Interrogé par RT France, le président du SNJMG, Benoit Blaes, transcrit un certain questionnement au sein des ses confrères. «Il y a un sentiment partagé dans la profession qui est celui de la transgression du secret médical […] Il est incroyable que cette mesure ne s’applique pas uniquement à nos patients, à qui nous pourrions demander l’accord, mais également aux cas-contact du patient positif», fait-il savoir, arguant qu’«il est très troublant de devoir transmettre des données personnelles de personnes qui ne sont pas nos patients et que nous ne suivons pas».
Il se dit par ailleurs «mal à l’aise avec l’idée de devoir dénoncer des individus qui nous auraient été désignés, le tout contre rémunération». Benoit Blaes appelle à «être prudent concernant la collecte des données personnelles» et considère que «cette mesure s’inscrit dans une série de mesures d’état d’urgence sanitaire qui portent atteinte à de nombreuses libertés dont le secret médical».
Un amendement contraire déposé par un député LREM
Mais si la mesure a bel et bien été présentée par la Sécurité sociale, son avenir est incertain après le dépôt d’un amendement par le député LREM de la Vienne, Sacha Houlié, par ailleurs fondateur du mouvement Les Jeunes avec Macron, et hostile au traçage. Devant la commission des lois de l’Assemblée nationale le 7 mai, il a proposé «d’interdire une partie de la rémunération qui sera offerte aux médecins […] du complément de deux euros par nom ou quatre euros par coordonnée supplémentaire», s’insurgeant par la suite sur Twitter contre une «rémunération au rendement [qui] n'a pas sa place en matière de santé publique».
Amendement adopté ✅ !
— Sacha Houlié (@SachaHoulie) May 6, 2020
Le forfait de 55 euros, soit plus de deux fois le plafond de la consultation classique, est suffisant. La rémunération au rendement n'a pas sa place en matière de santé publique. https://t.co/hjIvjyjllT
Adopté, l’amendement du Bressuirais de 31 ans sera donc discuté en séance plénière, malgré un avis défavorable du rapporteur, Marie Guévenoux, députée LREM de l’Essonne. «Personnellement, j’ai été convaincue par la réponse qui nous a été faite dans le cadre des auditions par les directeurs présents. Ce double mode de rémunération […] est justifié par l’exhaustivité qui aura été recherchée par le médecin, qui, s’il peut renseigner les cordonnées des cas-contacts, permettra de gagner du temps», lui a-t-elle rétorqué.

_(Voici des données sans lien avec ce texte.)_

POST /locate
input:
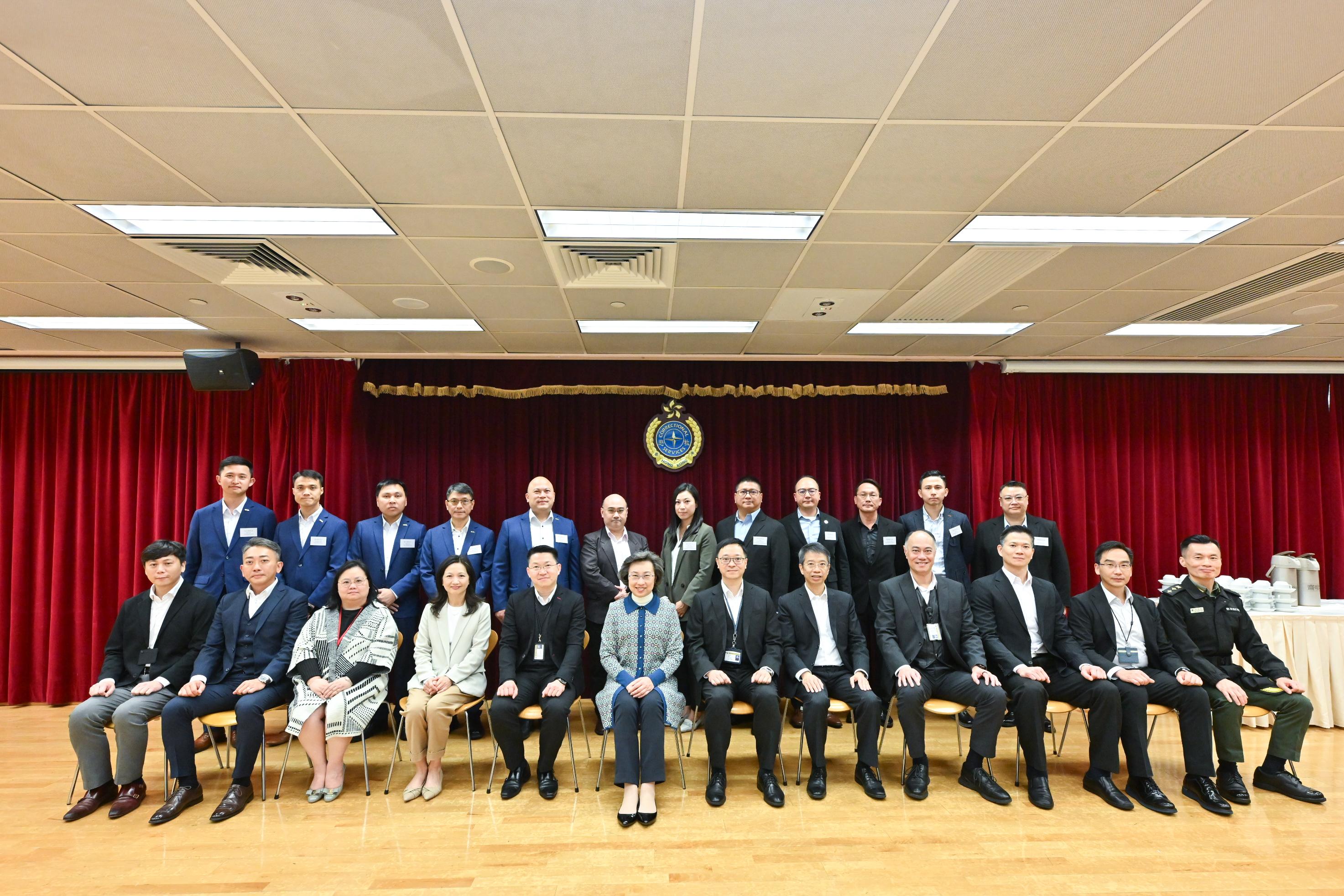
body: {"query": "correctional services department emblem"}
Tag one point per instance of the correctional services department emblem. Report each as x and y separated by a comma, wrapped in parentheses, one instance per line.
(674, 438)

"Ce double mode de rémunération a été justifié au regard du temps que prendra ce suivi en plusieurs étapes", répond la rapporteure @mguevenoux. Elle demande le retrait de l’amendement. Refus du député LaREM.#DirectAN#PJLEUS#COVID19pic.twitter.com/R83Df6ZUWj
— LCP (@LCP) May 6, 2020
Alors nouvelle fronde chez les députés LREM ? Ou revirement gouvernemental amené par la voix d'un député en commission ? Deux jours seulement après l’exclusion de la députée du Bas-Rhin, Martine Wonner du groupe de la majorité à l’Assemblée nationale – qui avait voté contre le plan de déconfinement proposer par le gouvernement – cet amendement promet de susciter de nombreux échanges. De là à menacer l'unité du parti présidentiel sur la loi prorogeant l'état d'urgence sanitaire ? Les débats autour du texte au palais Bourbon devraient durer jusqu'à la fin de la semaine, alors que le Premier ministre Edouard Philippe a annoncé que la première phase du déconfinement était maintenue pour le 11 mai.